Methods Notes were reviewed retrospectively for inpatient deaths in January 2019 at Ealing Hospital and Meadow House Hospice. We collected the same data as was analysed in the GI, using notes and drug charts. We focused on indications, doses and routes of administration of opioids.
Results At the hospice, 92% (24/26) of patients received regular opioids. 100% (26/26) had appropriate indications documented. The mean initial dose was 30 mg oral morphine equivalent per day; the mean final dose was 35 mg. 62% of patients (16/26) were switched to continuous subcutaneous opioid administration prior to death. At the hospital, 42% (26/62) of patients received opioids. 23% (14/62) received regular opioids, and of these 93% (13/14) had appropriate indications documented. The mean initial dose was 20 mg oral morphine equivalent per day; the mean final dose was 24 mg. Of total deaths, 5% (3/62) received opioids via continuous subcutaneous infusion, 18% (11/62) were reviewed by palliative care. The narrative in the notes suggested a lack of confidence in prescribing opioids and diagnosing dying.

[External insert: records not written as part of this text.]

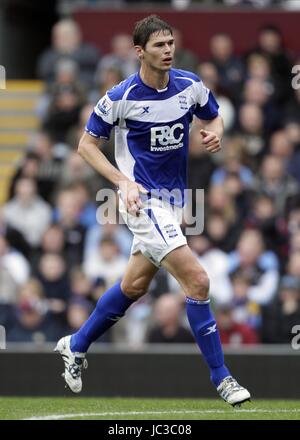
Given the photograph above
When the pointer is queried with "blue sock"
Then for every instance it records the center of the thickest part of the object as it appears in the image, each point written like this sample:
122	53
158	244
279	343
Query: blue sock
205	331
110	307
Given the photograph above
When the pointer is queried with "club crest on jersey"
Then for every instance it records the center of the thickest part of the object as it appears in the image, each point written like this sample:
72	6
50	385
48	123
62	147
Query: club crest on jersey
183	102
104	106
165	138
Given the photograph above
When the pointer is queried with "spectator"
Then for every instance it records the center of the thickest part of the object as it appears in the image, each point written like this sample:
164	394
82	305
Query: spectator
270	44
31	322
272	181
259	265
14	271
67	216
184	58
64	110
210	76
251	128
230	67
263	217
27	212
67	44
107	262
283	313
167	326
53	276
215	263
121	57
282	146
231	332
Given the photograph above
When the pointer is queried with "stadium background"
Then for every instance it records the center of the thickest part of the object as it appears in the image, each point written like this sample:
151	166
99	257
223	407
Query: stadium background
55	260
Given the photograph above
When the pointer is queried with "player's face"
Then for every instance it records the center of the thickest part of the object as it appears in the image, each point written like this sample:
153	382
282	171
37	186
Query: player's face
159	51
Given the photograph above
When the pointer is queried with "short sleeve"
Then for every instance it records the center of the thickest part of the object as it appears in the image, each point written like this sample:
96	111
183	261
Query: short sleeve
103	118
206	107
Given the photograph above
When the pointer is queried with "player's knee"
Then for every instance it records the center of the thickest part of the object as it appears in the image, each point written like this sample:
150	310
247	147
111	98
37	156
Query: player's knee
198	285
133	290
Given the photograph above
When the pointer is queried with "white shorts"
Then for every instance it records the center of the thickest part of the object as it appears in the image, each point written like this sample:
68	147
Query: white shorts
157	229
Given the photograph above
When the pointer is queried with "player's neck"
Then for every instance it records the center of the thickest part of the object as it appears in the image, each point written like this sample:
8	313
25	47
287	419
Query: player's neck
154	78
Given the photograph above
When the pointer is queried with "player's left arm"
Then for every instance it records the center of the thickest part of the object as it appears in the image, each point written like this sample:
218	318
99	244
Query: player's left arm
212	134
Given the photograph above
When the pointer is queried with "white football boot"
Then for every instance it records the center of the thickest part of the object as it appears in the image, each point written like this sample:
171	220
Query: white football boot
232	392
74	363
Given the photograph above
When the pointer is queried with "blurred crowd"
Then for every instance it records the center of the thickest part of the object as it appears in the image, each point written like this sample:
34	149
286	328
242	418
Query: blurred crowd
56	260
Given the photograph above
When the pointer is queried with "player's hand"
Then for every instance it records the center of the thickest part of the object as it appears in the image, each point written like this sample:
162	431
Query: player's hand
211	141
130	193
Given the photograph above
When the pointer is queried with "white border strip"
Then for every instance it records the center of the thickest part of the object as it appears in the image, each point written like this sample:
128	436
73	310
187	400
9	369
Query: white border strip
143	413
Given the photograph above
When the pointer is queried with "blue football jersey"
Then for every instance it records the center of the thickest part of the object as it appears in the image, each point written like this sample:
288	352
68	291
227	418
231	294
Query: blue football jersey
152	127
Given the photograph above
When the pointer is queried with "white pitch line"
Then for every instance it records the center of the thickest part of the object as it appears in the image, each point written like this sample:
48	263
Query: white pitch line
141	413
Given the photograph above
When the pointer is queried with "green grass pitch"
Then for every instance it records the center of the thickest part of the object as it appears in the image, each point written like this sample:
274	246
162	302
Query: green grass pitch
73	408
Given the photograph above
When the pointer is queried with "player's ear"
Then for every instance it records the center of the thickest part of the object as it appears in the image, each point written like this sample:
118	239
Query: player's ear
140	52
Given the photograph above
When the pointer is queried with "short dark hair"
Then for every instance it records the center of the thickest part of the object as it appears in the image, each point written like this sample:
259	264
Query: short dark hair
146	27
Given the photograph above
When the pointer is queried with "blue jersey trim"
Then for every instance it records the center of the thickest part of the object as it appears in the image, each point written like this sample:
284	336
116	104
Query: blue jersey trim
209	110
96	127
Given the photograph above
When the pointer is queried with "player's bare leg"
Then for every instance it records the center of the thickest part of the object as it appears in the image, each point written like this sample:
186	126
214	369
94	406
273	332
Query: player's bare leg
110	308
184	266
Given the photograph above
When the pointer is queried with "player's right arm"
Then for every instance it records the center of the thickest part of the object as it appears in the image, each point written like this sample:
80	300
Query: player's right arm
99	126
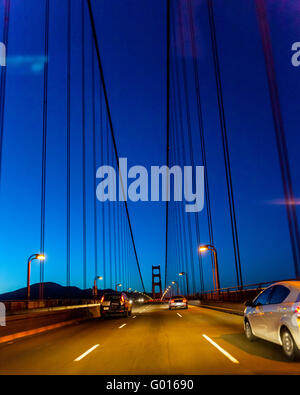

Conclusions It is reassuring that opioid use at both sites appears safe. In contrast to the GI, opioid doses used were low and indications well documented. The proportion of patients receiving opioids was lower at the hospital than the hospice, with an apparent preference for low dose, immediate release rather than background opioids. The size of the difference could represent truly different patient populations, or could be under-utilisation of opioids as a result of lack of confidence or education. This signposts possibilities for future investigation as to why this might be, and potential improvements to clinical practice.